どうぞ、ここで恋に落ちて
ああ、これは樋泉さんの声だ。
鼓膜を震わせる声の主を脳が判別するよりずっと速く、彼の呼吸や香りや肩に触れる手のひらが私の五感に働きかけ、気付いたときには心臓がバクバクと音を鳴らしていた。
「あ、ああ……そうだったかもしれない」
白髪混じりのおじさまは突然現れたスーパーヒーローに目を瞬きながらもこくりと頷く。
「高坂さん」
ぶつけた鼻頭を押さえながら顔を上げると、樋泉さんが耳元で低く囁いた。
「たぶん、『火の中の薔薇』っていう小説じゃないかな。
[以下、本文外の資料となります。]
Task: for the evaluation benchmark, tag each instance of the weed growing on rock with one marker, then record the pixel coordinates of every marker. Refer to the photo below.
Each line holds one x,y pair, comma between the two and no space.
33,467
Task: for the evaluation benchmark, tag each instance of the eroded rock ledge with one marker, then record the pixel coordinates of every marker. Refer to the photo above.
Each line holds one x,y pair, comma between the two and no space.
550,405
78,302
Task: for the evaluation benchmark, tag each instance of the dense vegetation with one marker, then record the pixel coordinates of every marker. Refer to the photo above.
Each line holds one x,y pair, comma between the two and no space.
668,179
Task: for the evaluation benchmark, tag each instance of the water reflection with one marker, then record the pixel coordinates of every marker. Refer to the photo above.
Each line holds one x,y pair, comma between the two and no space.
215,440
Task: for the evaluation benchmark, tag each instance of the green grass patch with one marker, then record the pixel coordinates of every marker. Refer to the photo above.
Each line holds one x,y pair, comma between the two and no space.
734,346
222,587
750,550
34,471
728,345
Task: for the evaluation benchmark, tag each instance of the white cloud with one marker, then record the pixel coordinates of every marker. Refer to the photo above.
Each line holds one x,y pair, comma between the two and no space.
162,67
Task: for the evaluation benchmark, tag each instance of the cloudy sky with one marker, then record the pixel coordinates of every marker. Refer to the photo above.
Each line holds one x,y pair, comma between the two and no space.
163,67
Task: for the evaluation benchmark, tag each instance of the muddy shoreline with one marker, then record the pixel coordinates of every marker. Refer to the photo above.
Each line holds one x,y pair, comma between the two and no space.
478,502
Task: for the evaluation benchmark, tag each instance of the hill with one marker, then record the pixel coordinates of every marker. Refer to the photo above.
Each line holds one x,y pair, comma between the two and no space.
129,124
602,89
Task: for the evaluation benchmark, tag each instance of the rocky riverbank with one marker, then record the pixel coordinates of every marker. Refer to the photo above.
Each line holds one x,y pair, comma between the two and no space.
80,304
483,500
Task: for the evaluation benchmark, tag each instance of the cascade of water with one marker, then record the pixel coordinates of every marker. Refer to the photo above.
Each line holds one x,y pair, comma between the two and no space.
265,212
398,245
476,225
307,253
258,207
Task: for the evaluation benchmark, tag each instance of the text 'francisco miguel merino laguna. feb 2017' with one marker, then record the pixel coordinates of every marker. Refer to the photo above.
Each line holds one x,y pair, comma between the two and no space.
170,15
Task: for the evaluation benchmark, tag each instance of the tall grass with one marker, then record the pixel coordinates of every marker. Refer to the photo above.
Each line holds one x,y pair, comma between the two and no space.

古いものだしあまり有名じゃないけど、置いてありそう?」
具体的な題名を提示されれば、私の頭の中にはピコンと心当たりのある一冊が浮かぶ。
「あ、それならたしか、文庫の棚に……」
文庫の棚の推理小説のコーナーへ行ってみると目当ての本はあっさりと見つかり、表紙とあらすじを確認してもらうと、確かに彼の探していた本だということだった。
「どうもありがとう、とても助かった。次は題名も憶えてくるよ」
お会計を済ませた彼は小さく笑ってそう声をかけてくれたけれど、本当にお礼を言われるべきなのは私じゃないってことは、私がいちばんわかってる。
私はまた、スーパーヒーローに救われてしまった。